Pouvez-vous nous en dire plus à propos de votre parcours et ce qui vous a amenée à travailler dans le domaine de la mobilité internationale et, plus particulièrement, au sein d’une université ?

Très tôt, l’international s’est imposé comme une évidence dans mon parcours. Après une licence en Langues étrangères appliquées au commerce international, j’ai poursuivi avec un Master en marketing à l’IAE de Rouen. Mais c’est vraiment lors d’une mobilité à Barcelone que tout s’est concrétisé : vivre et évoluer dans un environnement multiculturel m’a donné envie de travailler au contact de publics internationaux.
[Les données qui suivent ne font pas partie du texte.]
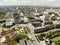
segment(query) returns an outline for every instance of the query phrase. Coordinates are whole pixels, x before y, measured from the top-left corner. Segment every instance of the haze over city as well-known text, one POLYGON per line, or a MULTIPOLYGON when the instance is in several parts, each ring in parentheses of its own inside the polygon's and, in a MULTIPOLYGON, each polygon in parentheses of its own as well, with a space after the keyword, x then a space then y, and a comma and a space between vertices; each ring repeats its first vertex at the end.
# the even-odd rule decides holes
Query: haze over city
POLYGON ((0 6, 8 5, 38 5, 60 7, 60 0, 0 0, 0 6))

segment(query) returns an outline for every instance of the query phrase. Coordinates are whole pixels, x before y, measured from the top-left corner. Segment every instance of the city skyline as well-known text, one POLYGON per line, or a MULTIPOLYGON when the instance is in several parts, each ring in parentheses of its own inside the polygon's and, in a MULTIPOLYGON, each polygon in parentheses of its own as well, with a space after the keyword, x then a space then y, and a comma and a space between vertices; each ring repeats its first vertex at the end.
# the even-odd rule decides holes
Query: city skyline
POLYGON ((60 0, 0 0, 0 6, 8 5, 38 5, 60 7, 60 0))

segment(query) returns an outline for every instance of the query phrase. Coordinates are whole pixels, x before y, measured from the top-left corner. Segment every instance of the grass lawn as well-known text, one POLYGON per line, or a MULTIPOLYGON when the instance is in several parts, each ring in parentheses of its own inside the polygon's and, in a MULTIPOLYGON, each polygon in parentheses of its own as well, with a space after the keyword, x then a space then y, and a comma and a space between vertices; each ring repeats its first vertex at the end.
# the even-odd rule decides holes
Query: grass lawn
POLYGON ((0 12, 0 19, 5 18, 6 12, 0 12))
POLYGON ((29 37, 27 35, 21 35, 21 34, 19 34, 15 37, 15 41, 17 41, 17 42, 19 42, 19 40, 21 40, 21 39, 27 39, 28 40, 29 37))
POLYGON ((60 40, 60 36, 55 37, 55 38, 52 39, 52 41, 58 41, 58 40, 60 40))

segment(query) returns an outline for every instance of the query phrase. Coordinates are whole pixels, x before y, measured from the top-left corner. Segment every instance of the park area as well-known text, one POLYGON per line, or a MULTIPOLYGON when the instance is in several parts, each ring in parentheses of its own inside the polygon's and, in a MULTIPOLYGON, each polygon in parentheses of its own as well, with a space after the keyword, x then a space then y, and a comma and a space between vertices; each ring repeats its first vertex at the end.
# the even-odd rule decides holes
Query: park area
MULTIPOLYGON (((42 33, 36 36, 36 39, 40 42, 45 40, 45 38, 49 38, 55 45, 60 45, 60 29, 56 31, 50 31, 47 33, 42 33)), ((52 44, 51 44, 52 45, 52 44)))

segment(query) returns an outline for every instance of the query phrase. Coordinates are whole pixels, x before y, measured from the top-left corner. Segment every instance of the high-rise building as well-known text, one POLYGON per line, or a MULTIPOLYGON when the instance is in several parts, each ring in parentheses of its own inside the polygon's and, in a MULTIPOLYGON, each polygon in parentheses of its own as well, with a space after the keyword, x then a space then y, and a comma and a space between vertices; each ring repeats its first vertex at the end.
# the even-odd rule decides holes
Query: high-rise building
POLYGON ((16 10, 14 11, 13 17, 14 17, 15 24, 20 23, 20 14, 18 11, 16 11, 16 10))

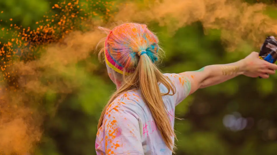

J’ai ensuite rejoint l’Alliance Française de Normandie, à Rouen, où j’ai progressivement évolué de l’accueil vers des missions plus larges, jusqu’à devenir responsable de la culture et de la communication. Une expérience riche, tournée vers les échanges et l’ouverture. Puis, l’opportunité de rejoindre l’Université Le Havre Normandie s’est présentée. Ce qui m’a tout de suite attirée ? Une structure à taille humaine, une équipe accessible, et surtout une vraie attention portée à l’accueil. Depuis octobre 2024, j’y accompagne au quotidien des doctorants, post-doctorants, enseignants et chercheurs internationaux.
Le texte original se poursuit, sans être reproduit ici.